Olle Segerström
- Born: 6 June 1927 Valö, Stockholm, Sweden
- Died: 18 July 2013 (aged 86)
- Nationality: Swedish

Career history

Sweden
- 1949: Kuggarna
- 1950: Griparna
- 1951–1954: Smederna
- 1955–1957, 1959–1960: Kaparna
- 1958: Vargarna
- 1961: Piraterna

Great Britain
- 1953: Belle Vue Aces

= Olle Segerström =

Swedish motorcycle speedway rider (1927–2013)

Anders Olof Segerström (6 June 1927 – 18 July 2013) was a Swedish motorcycle speedway rider. During his speedway career he rode as Olle Segerström. He earned two international caps for the Sweden national speedway team.

== Biography==
Segerström, born in Valö, Stockholm, rode for Kuggarna and then Griparna and Smederna in the Swedish Speedway Team Championship before being signed to ride in Britain.
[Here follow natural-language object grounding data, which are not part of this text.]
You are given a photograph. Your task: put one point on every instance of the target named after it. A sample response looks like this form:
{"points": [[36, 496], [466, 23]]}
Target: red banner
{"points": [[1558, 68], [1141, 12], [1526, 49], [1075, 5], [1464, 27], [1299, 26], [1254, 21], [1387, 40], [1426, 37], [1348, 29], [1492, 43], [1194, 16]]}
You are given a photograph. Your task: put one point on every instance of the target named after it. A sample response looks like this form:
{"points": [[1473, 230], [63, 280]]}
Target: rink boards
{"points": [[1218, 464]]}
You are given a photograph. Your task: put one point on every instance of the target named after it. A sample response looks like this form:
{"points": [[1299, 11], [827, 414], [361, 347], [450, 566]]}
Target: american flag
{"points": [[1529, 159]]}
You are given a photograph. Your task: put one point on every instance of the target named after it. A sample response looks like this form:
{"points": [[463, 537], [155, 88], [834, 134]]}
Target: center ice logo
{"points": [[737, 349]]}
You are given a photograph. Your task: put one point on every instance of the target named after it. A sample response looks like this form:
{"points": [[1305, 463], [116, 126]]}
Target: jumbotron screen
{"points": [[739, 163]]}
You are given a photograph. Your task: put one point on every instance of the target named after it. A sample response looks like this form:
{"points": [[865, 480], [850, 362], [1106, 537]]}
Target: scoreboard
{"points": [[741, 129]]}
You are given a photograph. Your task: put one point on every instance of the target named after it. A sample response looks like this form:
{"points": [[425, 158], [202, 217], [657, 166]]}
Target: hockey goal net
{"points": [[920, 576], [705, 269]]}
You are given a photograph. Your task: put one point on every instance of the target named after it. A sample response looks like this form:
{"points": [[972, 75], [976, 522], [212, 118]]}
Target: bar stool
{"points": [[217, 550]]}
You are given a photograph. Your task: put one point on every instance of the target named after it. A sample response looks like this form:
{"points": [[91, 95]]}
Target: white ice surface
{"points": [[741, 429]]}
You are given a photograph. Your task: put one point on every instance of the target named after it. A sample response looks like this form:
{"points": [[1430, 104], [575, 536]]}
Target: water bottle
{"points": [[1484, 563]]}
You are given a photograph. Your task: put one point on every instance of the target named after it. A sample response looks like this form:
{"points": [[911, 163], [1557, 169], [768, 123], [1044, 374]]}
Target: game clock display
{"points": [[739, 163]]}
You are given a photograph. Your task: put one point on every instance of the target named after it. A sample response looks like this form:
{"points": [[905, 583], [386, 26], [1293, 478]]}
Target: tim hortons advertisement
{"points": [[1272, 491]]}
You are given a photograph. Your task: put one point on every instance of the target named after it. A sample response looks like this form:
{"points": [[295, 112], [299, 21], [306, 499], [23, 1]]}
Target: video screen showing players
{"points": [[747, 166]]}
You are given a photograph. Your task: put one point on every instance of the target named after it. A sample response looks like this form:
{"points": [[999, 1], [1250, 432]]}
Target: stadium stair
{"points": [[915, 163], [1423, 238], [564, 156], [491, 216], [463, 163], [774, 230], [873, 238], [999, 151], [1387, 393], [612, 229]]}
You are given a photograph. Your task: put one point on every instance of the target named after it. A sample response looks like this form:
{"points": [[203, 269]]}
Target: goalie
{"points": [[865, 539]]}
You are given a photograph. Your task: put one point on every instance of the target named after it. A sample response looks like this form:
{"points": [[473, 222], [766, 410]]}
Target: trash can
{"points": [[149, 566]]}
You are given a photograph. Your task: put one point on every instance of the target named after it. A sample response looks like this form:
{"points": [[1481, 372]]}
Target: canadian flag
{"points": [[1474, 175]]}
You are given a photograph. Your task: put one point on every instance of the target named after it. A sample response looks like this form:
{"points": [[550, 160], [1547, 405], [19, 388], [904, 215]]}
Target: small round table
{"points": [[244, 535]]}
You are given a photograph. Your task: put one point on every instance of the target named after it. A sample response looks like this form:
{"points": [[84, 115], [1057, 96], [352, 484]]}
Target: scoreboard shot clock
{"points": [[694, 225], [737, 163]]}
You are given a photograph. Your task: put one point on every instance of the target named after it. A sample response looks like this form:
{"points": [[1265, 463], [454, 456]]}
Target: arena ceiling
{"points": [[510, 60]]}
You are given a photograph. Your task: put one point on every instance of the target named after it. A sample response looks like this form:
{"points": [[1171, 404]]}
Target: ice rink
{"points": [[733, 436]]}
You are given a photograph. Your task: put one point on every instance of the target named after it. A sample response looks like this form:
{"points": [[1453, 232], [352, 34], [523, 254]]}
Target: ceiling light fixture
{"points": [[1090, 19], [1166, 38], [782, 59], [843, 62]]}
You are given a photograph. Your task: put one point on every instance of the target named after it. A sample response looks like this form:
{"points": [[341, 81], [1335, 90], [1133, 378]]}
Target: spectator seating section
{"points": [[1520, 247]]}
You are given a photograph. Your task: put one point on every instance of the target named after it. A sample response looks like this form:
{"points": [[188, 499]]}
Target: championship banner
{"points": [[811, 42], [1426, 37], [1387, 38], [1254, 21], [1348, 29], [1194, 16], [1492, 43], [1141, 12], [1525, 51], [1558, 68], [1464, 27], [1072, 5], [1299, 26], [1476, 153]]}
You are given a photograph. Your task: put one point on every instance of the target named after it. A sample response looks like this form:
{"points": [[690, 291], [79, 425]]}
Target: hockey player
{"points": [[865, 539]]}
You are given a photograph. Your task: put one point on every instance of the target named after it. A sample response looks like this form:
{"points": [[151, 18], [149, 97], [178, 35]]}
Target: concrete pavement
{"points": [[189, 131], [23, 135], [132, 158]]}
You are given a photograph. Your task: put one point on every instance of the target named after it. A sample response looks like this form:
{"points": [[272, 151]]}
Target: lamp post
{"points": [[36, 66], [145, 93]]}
He only rode one season in Britain, when riding for Belle Vue Aces during the 1953 Speedway National League season, averaging a disappointing 2.00 from just four matches.

He had however raced with the first Swedish team to tour Britain in 1951 and was subject to a failed attempt by Stoke Potters to secure his services in 1952. He later reached the Championship round of the 1953 Individual Speedway World Championship and 1954 Individual Speedway World Championship.

He continued to race in Sweden, spending five years with Kaparna from 1955 to 1960 and a season with Piraterna in 1961.

Segerström died on 18 July 2013, at the age of 86.